In response to the contraction in supply, oil prices rose. Brent crude rose by one percent on Friday to $56.21 and West Texas Intermediate rose one percent as well to $53.54.
Not all member states, however, contributed equally as some struggling nations such as Venezuela and Iraq fell well short of their targets. Larger than usual cuts by Saudi Arabia, Qatar, and Angola more than offset them, with Saudi Arabia alone decreasing production by 70,000 barrels per day above its requirements.

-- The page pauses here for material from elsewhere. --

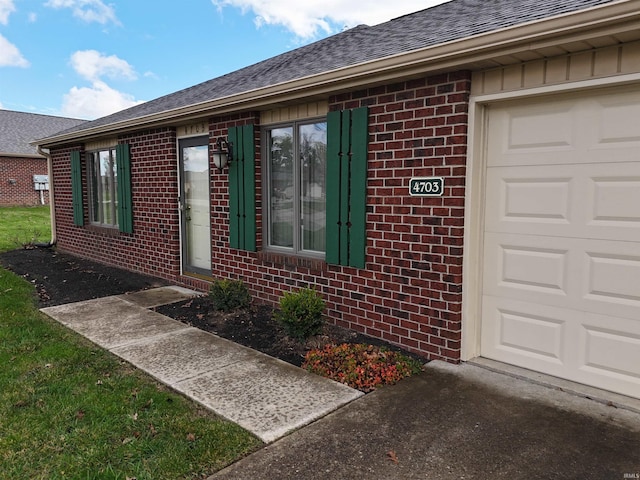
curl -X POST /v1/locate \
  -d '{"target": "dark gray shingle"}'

These nations’ efforts plus increasing demand for industrial use, therefore, strongly contributed to the price increase. Although, concerns in the markets over future production and reserves have prevented the cuts from rebalancing the market. The IEA has noted that oil stocks still remain high, and Saudi Arabia does not plan on continuing to cut production for the second half of 2017. For the time being, prices per barrel are expected to remain in the $50 range. It remains to be seen whether the production cuts will have a significant impact on the fuel prices consumers pay at the pump.